We have just received the following from Network Rail as an update on the two level crossings that have been closed
I know these footpaths are valued by the community, particularly as they provide access to beautiful countryside and sit on frequently used walking routes. I recognise their closure will be inconvenient for local people, for which I’m sorry. We want to be good neighbours and help the communities we serve enjoy the countryside near their homes. But we must balance this with the need to keep the public safe.
Level crossings are inherently dangerous and our regulator, the Office of Road and Rail, encourages us to close them wherever possible. Where it’s not possible to close a crossing, we do all we can to reduce the risk they represent. Below I’ve gone into more detail about the situation at each crossing.
As you know, New River footpath is a private crossing owned by Thames Water. We understand that they’ve allowed the public to use the crossing although there are no public rights of way over it. There was recently a fatality at this crossing, which was shortly followed by a near miss (incidents where users are almost hit by trains).

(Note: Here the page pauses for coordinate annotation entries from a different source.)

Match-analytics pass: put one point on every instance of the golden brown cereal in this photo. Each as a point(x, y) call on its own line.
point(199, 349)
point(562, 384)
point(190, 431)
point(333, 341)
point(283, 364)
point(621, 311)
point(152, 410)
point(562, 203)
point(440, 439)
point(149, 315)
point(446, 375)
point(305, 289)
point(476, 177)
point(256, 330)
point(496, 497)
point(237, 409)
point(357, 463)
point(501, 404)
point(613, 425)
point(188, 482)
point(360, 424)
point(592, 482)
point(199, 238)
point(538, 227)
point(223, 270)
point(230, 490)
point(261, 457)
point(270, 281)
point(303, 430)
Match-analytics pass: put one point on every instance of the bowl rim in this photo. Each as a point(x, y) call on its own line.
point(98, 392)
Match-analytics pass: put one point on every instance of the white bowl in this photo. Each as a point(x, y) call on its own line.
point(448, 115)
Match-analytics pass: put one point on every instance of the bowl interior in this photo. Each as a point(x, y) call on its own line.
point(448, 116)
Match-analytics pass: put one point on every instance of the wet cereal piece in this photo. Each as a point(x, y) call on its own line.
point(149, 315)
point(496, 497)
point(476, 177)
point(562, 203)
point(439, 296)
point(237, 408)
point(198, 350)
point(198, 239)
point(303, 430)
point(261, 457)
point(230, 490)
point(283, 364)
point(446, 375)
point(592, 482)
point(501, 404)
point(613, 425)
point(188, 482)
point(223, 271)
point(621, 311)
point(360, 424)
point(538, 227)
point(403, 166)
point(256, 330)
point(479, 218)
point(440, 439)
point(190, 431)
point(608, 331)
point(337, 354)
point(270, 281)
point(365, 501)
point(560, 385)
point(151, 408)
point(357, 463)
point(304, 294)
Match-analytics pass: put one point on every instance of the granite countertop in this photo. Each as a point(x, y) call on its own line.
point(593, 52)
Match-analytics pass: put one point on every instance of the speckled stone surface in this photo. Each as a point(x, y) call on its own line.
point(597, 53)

After every accident or near miss at a level crossing, we carry out a risk assessment to determine whether any changes are necessary to avoid a repeat. Having reassessed the New River crossing we concluded that the only way to reduce the risk to the public it represents is to temporarily close it. We’re working closely with Thames Water to determine how this crossing can be made safe. A decision to reopen the crossing will need to be supported by a thorough risk assessment.
Kings Mead (on Public Footpath 32)
We reassessed the safety of the Kings Mead level crossing in light of the fatality and near miss at New River. This assessment concluded that this crossing should also be closed because it wasn’t in a condition that was safe for public use.
We’ve started work on a range of improvements to make this crossing safer. This work and another risk assessment of the crossing are due to be completed by mid-September, after which we plan to reopen the crossing. ... , Senior Public Affairs Manager for the railway in this area, will keep you updated on this work at Kings Mead as well as on progress with the New River crossing.
I’m sorry again we’ve had to close these crossings but I hope this explains why we’ve had to do it. These decisions aren’t taken lightly and are made in the interest of public safety.